In 1991, there was a Korean soap opera that captured my attention. Eyes of Dawn was the first Korean blockbuster, which was produced by Jonghak Kim and written by Jina Song, well-known for their other work, 1995’s Sandglass. The drama, based on a novel with same title, attracted a lot of attention even before it began broadcasting because 6 million dollars were invested into the production for 36 episodes, and it was filmed on location in Korea, China, Japan, and Philippines. It dealt with the journey of three main characters, Yeo-ok, Dae-chi and Harim during their lives between the Japanese colonial period and the end of Korean War in 1953.

Screen Shot 2016-02-25 at 오전 11.10.57The teaser that showed a tear dropping down from Dae-chi’s knife-scarred eye is still vivid in my memory. I was so young that I could not understand the characters’ fickleness of fortune, but I was quite bewitched by scenes in which bullets zipped through the air amidst a war or Japanese soldiers chased Harim out of the prison. Afterwards, when broadcast again on a cable channel in 10 years, it did not fail to fascinate me, and I could fully understand its story. It ran amidst rising popularity with wonderful directing, solid story lines, actors’ superb performances and even perfect music.

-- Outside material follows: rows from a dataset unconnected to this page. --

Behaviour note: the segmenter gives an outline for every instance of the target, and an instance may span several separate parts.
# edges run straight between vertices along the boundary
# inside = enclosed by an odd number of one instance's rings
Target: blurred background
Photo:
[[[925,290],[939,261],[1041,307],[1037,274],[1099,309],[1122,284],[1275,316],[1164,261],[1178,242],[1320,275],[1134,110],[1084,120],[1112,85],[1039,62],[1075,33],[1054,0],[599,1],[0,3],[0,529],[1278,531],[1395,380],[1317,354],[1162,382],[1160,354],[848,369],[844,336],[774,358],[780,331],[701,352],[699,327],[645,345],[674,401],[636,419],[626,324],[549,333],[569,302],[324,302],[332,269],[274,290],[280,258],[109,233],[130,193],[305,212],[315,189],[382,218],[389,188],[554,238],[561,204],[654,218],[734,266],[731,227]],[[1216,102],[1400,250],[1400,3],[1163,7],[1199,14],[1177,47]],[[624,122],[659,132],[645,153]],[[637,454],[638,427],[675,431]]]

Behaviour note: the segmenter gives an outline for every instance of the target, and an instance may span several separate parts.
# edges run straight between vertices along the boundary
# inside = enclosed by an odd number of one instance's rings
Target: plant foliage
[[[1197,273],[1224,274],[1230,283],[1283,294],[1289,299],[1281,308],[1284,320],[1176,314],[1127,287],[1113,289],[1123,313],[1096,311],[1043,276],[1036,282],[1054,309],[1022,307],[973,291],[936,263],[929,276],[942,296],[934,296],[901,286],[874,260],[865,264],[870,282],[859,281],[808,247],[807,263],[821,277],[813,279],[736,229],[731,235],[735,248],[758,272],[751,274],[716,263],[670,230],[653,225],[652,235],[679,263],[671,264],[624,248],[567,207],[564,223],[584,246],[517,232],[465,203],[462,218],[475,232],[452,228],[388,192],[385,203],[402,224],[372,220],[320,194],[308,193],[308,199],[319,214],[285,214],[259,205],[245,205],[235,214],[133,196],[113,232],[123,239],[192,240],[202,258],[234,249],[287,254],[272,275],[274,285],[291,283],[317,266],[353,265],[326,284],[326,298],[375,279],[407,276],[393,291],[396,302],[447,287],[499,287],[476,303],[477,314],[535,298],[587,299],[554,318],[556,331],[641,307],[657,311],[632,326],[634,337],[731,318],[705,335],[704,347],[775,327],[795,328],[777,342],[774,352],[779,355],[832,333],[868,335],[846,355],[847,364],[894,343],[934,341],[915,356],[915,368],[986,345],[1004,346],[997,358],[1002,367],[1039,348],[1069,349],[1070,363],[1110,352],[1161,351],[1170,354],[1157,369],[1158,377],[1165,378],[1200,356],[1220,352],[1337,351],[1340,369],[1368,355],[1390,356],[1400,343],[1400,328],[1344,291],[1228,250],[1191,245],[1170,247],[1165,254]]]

The purpose of this program was both to entertain and inform. In fact, I became aware of the “Comfort Women” issue for the first time through watching this drama. It is believed that the Japanese army forced as many as 200,000 women in Asia to work as prostitutes for its soldiers in battle areas. A lot of Korean women were deceived into thinking that they would be sent to munitions factory. At the end of the war, some of them were massacred by the troops, and surviving comfort women have suffered permanent injury from disease, psychological trauma, or social ostracism. Furthermore, it also covered such important events in Korea’s modern history, such as a medical experiment on living human bodies in the Japanese 731 Corp, the Chinese Eighth Route Army, Korean War, 4.3 Resistance in Jeju and North Korean partisans.